Она сняла перчатку и прикоснулась к груди снеговика. Пальцы не ощущали холода. Можно в цирке выступать. Например, в тот вечер она подержала руку у самого пламени в камине.
— Я заразилась ею, болезнью Хансена — это более приемлемое название, — во время работы в Корпусе Мира, в Колумбии. Вероятно, пила зараженную воду. Скрытый период тянется годами, очень нескоро я узнала, что заболела.
По иронии судьбы, это произошло во время моего приезда в Нью-Йорк, после похорон. Пошла гулять по Центральному парку. Стоял крепкий январский мороз, было очень холодно, как сейчас. Я принялась лепить снеговика без перчаток. То есть ни у снеговика, ни у меня перчаток не было.
Она грустно улыбнулась, глядя на Де Бри, а Чарльз от улыбки воздержался.

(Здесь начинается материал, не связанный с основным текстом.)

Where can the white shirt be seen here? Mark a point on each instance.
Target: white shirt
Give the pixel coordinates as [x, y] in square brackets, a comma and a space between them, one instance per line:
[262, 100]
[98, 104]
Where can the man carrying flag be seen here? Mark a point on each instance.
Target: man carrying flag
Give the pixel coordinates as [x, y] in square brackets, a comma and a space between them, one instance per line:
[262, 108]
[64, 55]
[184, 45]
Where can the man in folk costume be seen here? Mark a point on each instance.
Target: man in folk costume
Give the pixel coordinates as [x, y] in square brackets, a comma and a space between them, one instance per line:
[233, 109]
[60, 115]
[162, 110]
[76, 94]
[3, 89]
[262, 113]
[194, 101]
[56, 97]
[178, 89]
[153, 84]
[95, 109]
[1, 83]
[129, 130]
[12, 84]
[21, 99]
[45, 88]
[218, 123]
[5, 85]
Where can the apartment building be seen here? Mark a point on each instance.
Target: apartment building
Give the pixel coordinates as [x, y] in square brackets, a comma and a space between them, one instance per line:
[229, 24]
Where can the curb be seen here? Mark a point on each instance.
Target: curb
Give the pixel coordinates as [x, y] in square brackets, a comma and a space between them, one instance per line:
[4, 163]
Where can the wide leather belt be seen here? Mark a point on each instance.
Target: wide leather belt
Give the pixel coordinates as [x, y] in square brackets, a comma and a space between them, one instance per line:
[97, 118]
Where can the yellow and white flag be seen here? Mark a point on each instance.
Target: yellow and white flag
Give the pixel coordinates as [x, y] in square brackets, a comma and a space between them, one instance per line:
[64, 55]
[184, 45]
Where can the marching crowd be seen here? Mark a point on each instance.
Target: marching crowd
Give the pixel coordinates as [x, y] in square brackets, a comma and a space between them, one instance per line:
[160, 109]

— До этого годами жила в Калифорнии и не имела ни одной пары. В парке незаметно пролетело несколько часов. На следующее утро кончики пальцев страшно почернели, сильное обморожение. Но я ничего, совершенно ничего, не чувствовала.
Тут Чарльз перебил ее и пояснил для Де Бри:
— Болезнь Хансена поражает нервные окончания в конечностях, вызывая потерю чувствительности в кистях рук и стопах. Часто болезнь выявляется вследствие того, что люди не ощущают ожогов и порезов. Знаменитый отец Дэмиен, прокаженный священник на Гавайях, однажды решил попарить ноги в большом горшке и не заметил, что там почти крутой кипяток. Когда он увидел на коже огромные волдыри, то понял, что подцепил болезнь, о жертвах которой поклялся заботиться всю жизнь.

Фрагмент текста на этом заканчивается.